Pour la colonisation, en particulier, je suis d’un avis absolument opposé à celui de ces très distingués et éloquents conférenciers ; moi-même je me suis occupé de la colonisation depuis très longtemps théoriquement, et je m’en occupe aussi pratiquement. Je vais tous les ans, depuis 1885, dans une de nos colonies, la Tunisie, où je dirige un vaste domaine. Je me suis intéressé dans les plus importantes entreprises de l’Afrique et du nord et du sud et du centre. Je crois pouvoir dire que la bonne éducation classique que j’ai reçue a été, pour beaucoup dans mon goût pour la colonisation et que notre province d’Afrique, en tant qu’ancienne province romaine, sur laquelle dès l’enfance, dans Salluste, j’ai lu des descriptions intéressantes, a eu pour moi, de ce seul chef, un attrait dès le premier âge ; cet attrait a duré, s’est même développé et le charme qu’exerce sur moi la Tunisie et l’Algérie se rattache en partie à l’enseignement classique à travers duquel j’ai commencé à les apercevoir.
Cette absolue divergence d’opinion avec d’élégants lettrés qui ne sont guère sortis de leur cabinet est la raison qui m’a fait accepter de déposer devant vous quand votre honorable président m’a fait demander si j’aurais quelque chose à dire à la Commission.
Je ne suis pas universitaire, tout en étant professeur dans un grand établissement de l’État, mais c’est précisément parce que je ne suis pas universitaire et parce que j’ai, sur beaucoup de points, des idées analogues à celles de M. Perrot que je crois qu’une note identique, provenant d’une origine tout à fait autre, peut présenter quelque intérêt.
Je crois, en outre, parlant en économiste, en homme qui étudie les relations et les situations respectives des différents peuples, et recherche leurs chances diverses de succès, je crois qu’il ne faut pas trop chercher à américaniser la France ; je m’occupe surtout de questions économiques, tout en ayant fait en Allemagne, à Bône et à Berlin des études de philosophie pure.
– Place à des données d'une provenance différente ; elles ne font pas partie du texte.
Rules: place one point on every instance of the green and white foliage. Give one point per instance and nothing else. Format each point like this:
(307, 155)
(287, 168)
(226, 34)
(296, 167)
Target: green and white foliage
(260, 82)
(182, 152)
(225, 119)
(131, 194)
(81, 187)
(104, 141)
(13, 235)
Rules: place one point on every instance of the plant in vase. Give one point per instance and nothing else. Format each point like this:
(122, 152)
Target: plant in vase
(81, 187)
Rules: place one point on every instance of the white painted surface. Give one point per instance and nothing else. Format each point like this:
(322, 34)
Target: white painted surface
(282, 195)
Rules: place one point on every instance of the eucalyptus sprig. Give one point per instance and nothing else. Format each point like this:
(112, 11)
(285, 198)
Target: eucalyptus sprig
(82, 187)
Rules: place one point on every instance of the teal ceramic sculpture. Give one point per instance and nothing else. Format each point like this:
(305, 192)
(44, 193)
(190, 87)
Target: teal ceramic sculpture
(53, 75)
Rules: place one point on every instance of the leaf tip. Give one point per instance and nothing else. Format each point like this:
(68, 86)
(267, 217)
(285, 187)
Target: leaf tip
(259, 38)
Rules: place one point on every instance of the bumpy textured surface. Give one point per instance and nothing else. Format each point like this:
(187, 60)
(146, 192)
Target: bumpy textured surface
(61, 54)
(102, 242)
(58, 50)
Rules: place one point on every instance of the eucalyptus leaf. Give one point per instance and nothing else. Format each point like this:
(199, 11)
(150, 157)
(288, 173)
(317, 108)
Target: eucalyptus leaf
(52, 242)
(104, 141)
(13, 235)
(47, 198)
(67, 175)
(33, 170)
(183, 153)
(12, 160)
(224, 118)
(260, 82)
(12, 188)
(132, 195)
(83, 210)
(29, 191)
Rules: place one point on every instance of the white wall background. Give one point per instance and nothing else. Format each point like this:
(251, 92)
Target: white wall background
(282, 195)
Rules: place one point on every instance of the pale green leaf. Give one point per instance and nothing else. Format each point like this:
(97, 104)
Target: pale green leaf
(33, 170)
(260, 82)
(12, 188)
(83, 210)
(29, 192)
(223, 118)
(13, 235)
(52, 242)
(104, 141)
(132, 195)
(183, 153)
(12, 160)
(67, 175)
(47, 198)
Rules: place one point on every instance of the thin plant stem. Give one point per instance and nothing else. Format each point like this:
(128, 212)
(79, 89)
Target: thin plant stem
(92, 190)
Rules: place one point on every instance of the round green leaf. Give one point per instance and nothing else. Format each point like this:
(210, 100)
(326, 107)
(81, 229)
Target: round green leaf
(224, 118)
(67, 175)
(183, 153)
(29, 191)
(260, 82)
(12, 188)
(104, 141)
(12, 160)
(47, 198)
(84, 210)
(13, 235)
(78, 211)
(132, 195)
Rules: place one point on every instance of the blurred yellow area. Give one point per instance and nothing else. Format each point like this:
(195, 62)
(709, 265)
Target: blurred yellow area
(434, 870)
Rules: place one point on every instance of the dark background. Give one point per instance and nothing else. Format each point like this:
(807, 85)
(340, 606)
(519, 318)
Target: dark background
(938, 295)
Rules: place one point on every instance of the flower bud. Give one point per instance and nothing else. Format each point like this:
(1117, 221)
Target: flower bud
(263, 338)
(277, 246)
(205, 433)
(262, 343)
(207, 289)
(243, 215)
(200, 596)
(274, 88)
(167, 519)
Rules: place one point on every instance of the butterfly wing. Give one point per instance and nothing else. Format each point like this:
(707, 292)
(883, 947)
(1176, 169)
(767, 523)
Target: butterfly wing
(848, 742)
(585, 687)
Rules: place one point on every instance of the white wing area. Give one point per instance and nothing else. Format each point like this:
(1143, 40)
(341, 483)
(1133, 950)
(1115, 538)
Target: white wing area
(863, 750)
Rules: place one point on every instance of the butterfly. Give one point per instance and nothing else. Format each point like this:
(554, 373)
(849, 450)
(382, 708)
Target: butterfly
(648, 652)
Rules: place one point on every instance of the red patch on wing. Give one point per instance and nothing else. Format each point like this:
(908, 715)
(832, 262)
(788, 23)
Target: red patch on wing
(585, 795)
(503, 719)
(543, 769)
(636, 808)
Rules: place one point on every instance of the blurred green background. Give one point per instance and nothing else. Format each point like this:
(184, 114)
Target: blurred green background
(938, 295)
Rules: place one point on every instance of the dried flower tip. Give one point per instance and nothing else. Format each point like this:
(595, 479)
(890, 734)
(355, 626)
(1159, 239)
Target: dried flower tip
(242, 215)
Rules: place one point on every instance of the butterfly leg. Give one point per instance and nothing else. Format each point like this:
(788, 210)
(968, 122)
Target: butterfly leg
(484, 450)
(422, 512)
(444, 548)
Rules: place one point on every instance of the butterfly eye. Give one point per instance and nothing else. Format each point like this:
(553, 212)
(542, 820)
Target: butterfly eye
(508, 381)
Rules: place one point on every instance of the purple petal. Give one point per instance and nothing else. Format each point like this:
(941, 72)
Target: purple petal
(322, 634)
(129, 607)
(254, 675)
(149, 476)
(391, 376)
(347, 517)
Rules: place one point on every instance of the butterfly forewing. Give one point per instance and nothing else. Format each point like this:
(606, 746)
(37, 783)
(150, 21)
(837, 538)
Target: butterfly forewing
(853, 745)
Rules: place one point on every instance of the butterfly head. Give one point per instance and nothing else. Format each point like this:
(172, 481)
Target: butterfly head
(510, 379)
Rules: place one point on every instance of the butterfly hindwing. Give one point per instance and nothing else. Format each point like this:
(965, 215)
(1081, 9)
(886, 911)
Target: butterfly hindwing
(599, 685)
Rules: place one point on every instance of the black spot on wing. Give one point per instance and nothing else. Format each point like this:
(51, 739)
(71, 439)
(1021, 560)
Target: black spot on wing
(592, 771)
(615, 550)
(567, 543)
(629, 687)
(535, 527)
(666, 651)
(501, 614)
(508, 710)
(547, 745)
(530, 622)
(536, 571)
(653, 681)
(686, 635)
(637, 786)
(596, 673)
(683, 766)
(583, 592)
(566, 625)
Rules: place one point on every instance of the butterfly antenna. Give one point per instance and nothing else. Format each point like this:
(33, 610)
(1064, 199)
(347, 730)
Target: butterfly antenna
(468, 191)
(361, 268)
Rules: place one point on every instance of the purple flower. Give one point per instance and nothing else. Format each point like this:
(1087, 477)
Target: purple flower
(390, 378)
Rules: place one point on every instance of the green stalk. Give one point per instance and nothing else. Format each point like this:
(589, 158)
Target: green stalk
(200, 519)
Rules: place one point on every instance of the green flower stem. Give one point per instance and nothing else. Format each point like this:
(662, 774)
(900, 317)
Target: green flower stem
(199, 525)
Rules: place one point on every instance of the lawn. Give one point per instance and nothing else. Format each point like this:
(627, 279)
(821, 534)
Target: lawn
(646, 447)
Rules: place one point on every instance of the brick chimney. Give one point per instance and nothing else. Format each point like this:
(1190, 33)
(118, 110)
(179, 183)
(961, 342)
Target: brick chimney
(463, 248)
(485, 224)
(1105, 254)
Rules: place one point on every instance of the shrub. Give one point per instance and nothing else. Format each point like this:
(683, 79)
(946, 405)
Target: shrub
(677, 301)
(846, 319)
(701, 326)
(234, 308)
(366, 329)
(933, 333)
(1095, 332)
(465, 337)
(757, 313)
L’économie politique et la finance, c’est là, je ne dirai pas ma carrière, mais l’objet principal de mes méditations et de mon activité. J’admire beaucoup les États-Unis d’Amérique, incontestablement ; mais je juge que les peuples ont des vocations différentes qui tiennent à leurs traditions, à leur tempérament, à l’ensemble du milieu où ils vivent, à la race peut-être aussi ; il ne faut pas abandonner ses qualités et ses mérites propres pour chercher à prendre les qualités et les mérites des autres. En général, on ne réussit que dans la première partie de cette tâche, c’est-à-dire qu’on s’appauvrit et se dégrade sans compensation suffisante. Du reste, à propos des États-Unis, il ne faut pas oublier qu’à l’heure actuelle, et depuis déjà quinze ou vingt ans, ce pays fait les plus grands efforts pour créer un enseignement supérieur et un enseignement secondaire classique.
Notamment les hommes d’action qui ont le mieux réussi aux États-Unis, ceux qu’on appelle les milliardaires, quoiqu’aucun d’eux peut-être n’ait un milliard, emploient une partie de ces fortunes considérables qu’il leur arrive de faire à doter des établissements de très haut enseignement, d’enseignement désintéressé. Ce qu’ils fondent, ce ne sont pas des écoles techniques, ce sont des universités sur le modèle de celles de l’Europe.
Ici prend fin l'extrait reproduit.